A few weeks ago, a dear friend posted a statement on FaceBook that really caused me to mediate and think. She wrote,
“It’s a season of forgiveness, a season of friendship, a season of new starts. One act of forgiveness can change the outcome of a life.”
I believe that there are certain “levels” of offense. Before you scream in protest “An offense is an offense is an offense…” let me say that this is not based on Scripture but on years of observing and counseling people:
Level 1: Offenses of No Significance: An example of this would be the “grocery cart bump,” where someone who is in a great hurry accidently bumps another person’s cart. The bumper says to the bumpee “excuse me” and most normal, sane people will answer “no problem” or some other acknowledgement and life goes on.
Level 2: Offenses of Minor Significance: After you have worked for hours and hours in your yard, your neighbor, who just happens to be married to the Chairperson of the Landscaping Committee for the homeowners association, wins the “Yard of the Month Award” and rubs your nose in that fact.
Level 3: Significant Offenses: Perhaps a significant offense would be when a dear friend, or a spouse makes an extremely unkind remark about you. Extremely unkind.
Level 4: Offenses of Major Significance: With this level, begin the wounds that usually change a person’s life. A spouse leaves his/her family for another person. A teenager rebels and begins a life of addiction.
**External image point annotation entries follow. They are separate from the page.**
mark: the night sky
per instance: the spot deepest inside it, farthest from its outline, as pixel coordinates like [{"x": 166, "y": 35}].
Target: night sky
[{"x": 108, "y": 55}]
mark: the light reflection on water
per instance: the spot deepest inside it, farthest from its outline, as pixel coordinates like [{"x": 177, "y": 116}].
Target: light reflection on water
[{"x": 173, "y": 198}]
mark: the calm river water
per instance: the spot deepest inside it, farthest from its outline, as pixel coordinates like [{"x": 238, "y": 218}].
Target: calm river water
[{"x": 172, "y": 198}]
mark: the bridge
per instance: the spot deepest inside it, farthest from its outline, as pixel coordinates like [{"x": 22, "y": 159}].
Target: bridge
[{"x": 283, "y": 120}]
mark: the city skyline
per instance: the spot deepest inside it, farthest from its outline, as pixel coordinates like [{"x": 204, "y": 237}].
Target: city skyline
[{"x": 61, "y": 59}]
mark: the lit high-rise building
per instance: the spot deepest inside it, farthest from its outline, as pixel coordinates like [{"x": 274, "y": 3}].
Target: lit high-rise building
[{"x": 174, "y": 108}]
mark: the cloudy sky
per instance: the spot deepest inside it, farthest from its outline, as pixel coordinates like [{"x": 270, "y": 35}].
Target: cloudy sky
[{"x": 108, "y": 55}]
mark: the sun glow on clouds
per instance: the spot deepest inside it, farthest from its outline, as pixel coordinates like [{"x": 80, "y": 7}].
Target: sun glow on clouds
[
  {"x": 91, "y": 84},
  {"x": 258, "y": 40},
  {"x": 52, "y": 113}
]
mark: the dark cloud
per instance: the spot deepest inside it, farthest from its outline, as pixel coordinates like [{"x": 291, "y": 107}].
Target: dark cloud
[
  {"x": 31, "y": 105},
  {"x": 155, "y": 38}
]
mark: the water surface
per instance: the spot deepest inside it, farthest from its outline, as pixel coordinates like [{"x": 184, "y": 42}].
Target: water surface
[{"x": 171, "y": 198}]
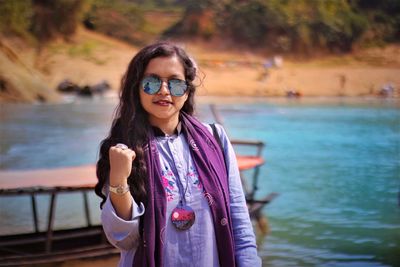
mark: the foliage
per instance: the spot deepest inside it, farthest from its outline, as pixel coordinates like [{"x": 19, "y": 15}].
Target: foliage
[
  {"x": 297, "y": 26},
  {"x": 121, "y": 19},
  {"x": 16, "y": 17}
]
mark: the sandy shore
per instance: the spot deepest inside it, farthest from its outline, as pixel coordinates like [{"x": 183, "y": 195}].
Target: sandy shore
[{"x": 92, "y": 57}]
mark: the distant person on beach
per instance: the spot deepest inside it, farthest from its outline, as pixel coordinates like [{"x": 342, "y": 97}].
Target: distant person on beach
[{"x": 170, "y": 185}]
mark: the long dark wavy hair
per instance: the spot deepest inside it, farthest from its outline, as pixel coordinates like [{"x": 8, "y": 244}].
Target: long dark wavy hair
[{"x": 131, "y": 125}]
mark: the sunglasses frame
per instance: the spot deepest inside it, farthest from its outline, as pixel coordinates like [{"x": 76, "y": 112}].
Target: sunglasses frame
[{"x": 170, "y": 87}]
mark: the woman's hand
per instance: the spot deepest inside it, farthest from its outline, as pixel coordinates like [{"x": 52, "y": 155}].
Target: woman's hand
[{"x": 121, "y": 158}]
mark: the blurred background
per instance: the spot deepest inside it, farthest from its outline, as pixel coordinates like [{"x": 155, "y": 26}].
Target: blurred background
[{"x": 317, "y": 81}]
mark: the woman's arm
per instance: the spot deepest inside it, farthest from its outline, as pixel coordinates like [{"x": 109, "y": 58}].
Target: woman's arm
[
  {"x": 245, "y": 243},
  {"x": 123, "y": 234}
]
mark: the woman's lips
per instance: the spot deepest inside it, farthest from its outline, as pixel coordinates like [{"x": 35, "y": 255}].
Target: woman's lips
[{"x": 162, "y": 102}]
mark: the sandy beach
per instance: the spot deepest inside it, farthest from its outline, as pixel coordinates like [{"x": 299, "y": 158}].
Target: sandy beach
[{"x": 91, "y": 58}]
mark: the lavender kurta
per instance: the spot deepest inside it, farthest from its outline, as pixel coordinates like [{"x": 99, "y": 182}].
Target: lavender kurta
[{"x": 196, "y": 246}]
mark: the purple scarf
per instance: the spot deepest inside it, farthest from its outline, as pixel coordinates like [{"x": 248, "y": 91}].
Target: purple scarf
[{"x": 209, "y": 162}]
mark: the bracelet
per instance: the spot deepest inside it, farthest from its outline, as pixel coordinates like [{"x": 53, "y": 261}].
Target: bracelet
[{"x": 119, "y": 189}]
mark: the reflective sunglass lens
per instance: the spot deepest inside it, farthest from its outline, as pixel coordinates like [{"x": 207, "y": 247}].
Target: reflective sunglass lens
[
  {"x": 177, "y": 87},
  {"x": 151, "y": 85}
]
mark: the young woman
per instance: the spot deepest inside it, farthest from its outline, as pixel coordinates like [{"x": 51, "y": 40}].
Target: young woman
[{"x": 171, "y": 195}]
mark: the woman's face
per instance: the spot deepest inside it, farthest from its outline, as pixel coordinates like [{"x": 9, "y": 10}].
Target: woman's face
[{"x": 162, "y": 107}]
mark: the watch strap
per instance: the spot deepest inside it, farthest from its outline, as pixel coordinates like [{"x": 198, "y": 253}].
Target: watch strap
[{"x": 119, "y": 189}]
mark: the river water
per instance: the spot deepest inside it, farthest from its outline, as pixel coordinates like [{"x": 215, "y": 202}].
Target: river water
[{"x": 334, "y": 162}]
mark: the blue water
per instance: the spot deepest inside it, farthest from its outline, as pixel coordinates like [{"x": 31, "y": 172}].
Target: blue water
[{"x": 335, "y": 164}]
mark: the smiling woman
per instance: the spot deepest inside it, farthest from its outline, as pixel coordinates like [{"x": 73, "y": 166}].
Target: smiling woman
[{"x": 171, "y": 188}]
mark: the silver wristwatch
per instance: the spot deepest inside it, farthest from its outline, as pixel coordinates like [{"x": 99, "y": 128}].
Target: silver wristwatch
[{"x": 119, "y": 189}]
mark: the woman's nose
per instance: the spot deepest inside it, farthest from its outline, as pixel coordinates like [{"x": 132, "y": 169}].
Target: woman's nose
[{"x": 164, "y": 90}]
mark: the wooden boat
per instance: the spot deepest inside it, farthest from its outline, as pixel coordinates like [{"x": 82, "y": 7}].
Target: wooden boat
[{"x": 52, "y": 245}]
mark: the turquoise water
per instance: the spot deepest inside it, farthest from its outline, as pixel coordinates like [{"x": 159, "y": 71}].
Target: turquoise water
[{"x": 335, "y": 164}]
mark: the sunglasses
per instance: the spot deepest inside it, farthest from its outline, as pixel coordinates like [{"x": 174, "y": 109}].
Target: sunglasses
[{"x": 152, "y": 85}]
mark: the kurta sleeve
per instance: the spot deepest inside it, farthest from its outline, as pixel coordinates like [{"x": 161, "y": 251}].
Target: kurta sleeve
[
  {"x": 121, "y": 233},
  {"x": 245, "y": 242}
]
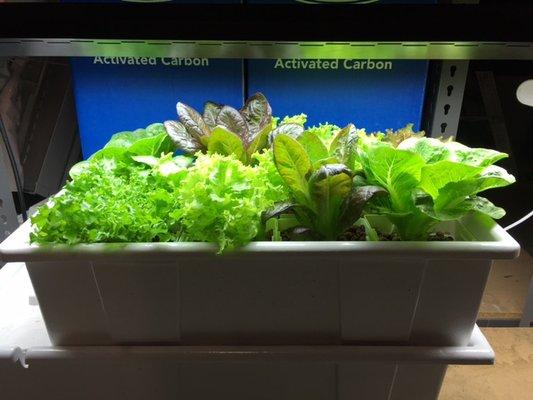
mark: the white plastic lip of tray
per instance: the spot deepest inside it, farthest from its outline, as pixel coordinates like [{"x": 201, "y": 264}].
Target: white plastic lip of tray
[
  {"x": 477, "y": 352},
  {"x": 488, "y": 241}
]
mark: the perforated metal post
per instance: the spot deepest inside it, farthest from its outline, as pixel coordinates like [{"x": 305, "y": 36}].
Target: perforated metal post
[{"x": 447, "y": 108}]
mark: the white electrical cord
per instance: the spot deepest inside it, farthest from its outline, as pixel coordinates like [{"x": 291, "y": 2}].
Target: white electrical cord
[{"x": 523, "y": 219}]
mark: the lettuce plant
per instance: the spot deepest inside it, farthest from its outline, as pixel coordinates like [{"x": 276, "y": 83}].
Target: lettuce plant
[
  {"x": 114, "y": 196},
  {"x": 429, "y": 180},
  {"x": 325, "y": 197},
  {"x": 123, "y": 146},
  {"x": 108, "y": 203},
  {"x": 221, "y": 201}
]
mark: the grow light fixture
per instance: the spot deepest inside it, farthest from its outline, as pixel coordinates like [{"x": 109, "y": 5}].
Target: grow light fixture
[{"x": 269, "y": 31}]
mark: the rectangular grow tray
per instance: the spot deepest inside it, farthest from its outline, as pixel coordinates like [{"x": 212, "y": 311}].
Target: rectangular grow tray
[
  {"x": 268, "y": 293},
  {"x": 239, "y": 373}
]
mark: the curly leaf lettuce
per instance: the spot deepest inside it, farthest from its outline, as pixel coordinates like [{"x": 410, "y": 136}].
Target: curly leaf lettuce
[{"x": 221, "y": 201}]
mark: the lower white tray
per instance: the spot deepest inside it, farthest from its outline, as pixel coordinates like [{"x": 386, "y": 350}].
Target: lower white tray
[{"x": 34, "y": 369}]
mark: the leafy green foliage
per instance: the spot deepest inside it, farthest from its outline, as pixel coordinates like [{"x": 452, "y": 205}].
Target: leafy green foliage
[
  {"x": 326, "y": 199},
  {"x": 107, "y": 203},
  {"x": 151, "y": 141},
  {"x": 429, "y": 180},
  {"x": 221, "y": 201},
  {"x": 255, "y": 177}
]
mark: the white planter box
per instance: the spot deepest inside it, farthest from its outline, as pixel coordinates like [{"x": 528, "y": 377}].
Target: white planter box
[
  {"x": 239, "y": 373},
  {"x": 417, "y": 293}
]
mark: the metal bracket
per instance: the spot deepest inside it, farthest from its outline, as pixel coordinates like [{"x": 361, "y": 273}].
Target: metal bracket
[
  {"x": 8, "y": 214},
  {"x": 447, "y": 108},
  {"x": 527, "y": 316}
]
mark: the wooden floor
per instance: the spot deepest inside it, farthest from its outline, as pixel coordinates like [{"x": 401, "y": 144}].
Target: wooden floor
[
  {"x": 511, "y": 378},
  {"x": 506, "y": 290}
]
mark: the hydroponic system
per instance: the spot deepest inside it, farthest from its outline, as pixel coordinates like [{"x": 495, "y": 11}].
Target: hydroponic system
[{"x": 244, "y": 253}]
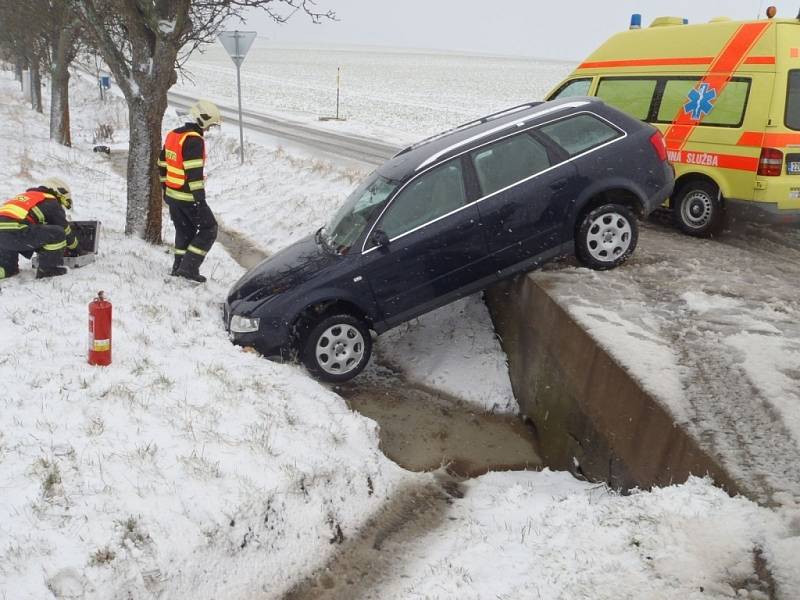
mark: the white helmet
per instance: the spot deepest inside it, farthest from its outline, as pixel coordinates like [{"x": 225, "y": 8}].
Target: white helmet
[
  {"x": 60, "y": 188},
  {"x": 205, "y": 114}
]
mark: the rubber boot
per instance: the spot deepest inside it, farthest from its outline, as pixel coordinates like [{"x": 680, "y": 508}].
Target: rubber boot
[
  {"x": 190, "y": 267},
  {"x": 176, "y": 265},
  {"x": 43, "y": 273}
]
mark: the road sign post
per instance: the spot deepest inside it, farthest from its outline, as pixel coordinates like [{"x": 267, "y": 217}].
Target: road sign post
[{"x": 238, "y": 43}]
Level 5: Offenses of Grave Significance: Wounds of grave significance are usually wounds that are inflicted on a person in their early years as a toddler or young school age child. These wounds are normally caused by a parent or a major caregiver in the life of a child. Sometimes, these wounds are covered over by the child and forgotten until something later in life triggers the memory of that wound and for that adult, it is as if their entire body is being ripped in two and everything they thought was buried has been dug up. These types of wounds range from abuse to absentee parent(s) to never being accepted and loved unconditionally by one or both parents.
If there are levels of offense, then it would stand to reason that there are levels of forgiveness. Right? Wrong. Forgiveness is forgiveness. And as Christians, we are commanded to forgive. It’s not an option. And it’s serious business. Jesus said, “For if you forgive men when they sin against you, your heavenly Father will also forgive you. But if you do not forgive men their sins, your Father will not forgive your sins.” (Matthew 6:14-15)
I don’t think the language can get much clearer than that! If we forgive people who offend and hurt us, God will forgive us our offenses. If we don’t forgive people who offend and hurt us, God will not forgive us our offenses.
There’s not a cap on the number of times we are to forgive. Again in the book of Matthew, we read this: Then Peter came to Jesus and asked, “Lord, how many times shall I forgive my brother when he sins against me? Up to seven times?” Jesus answered, “I tell you, not seven times, but seventy times seven.” (Matthew 18:21-22).
Someone is probably thinking, “So if I forgive someone 490 times (70 x 7) and they offend me for the 491st time, I don’t have to forgive them? No. Jesus used those numbers to illustrate the fact that there is no limit on the number of times we must forgive those who offend us.
But what if the wound is one of those of grave significance? Must we forgive that person too? Absolutely. If we want our sins forgiven, we must forgive those who sinned against us. But how can one forgive the person who wounded them so deeply that their entire life was affected by that wound?
Many years ago, I heard an excellent teaching on forgiveness. The teacher had been wounded deeply. She shared that she had learned to pray “make me willing to be willing to forgive.” You see, she had learned an invaluable lesson on forgiveness. Sometimes we are not able to forgive on our own. Maybe it’s because the wound is too deep and the hurt is too great. Whatever the reason, we are not able to forgive. The Bible says that “God looks on the heart.” Even though this teacher was not able to forgive on her own, God heard her prayer of “make me willing to be willing to forgive.” He looked at her heart and knew she wanted to forgive. He had compassion and mercy on her and answered her prayer. Soon, she was able to pray, “Make me willing to forgive.” And God answered her prayer again and she reached the point of saying “I forgive….”
I’ve used this prayer myself many times in my life. I fully believe God understands and knows my heart when I pray this prayer. He knows I realize I must forgive that person but at that moment in time, I am unable to forgive on my own. Thus, I ask for His help and He answers. As I become more willing, forgiveness appears on the horizon and eventually becomes full blown in my heart.
If you have been wounded, at any level, I encourage you to begin to forgive. It may not be easy. It can be an uphill battle. Pray the “willingness” prayer. Begin to be willing to be willing to forgive. God will help you. He will walk with you every step of the way until forgiveness is full blown in your heart. With forgiveness comes healing. But then, that is a blog for another day.
Oh, yes. When is the season of forgiveness? Every day.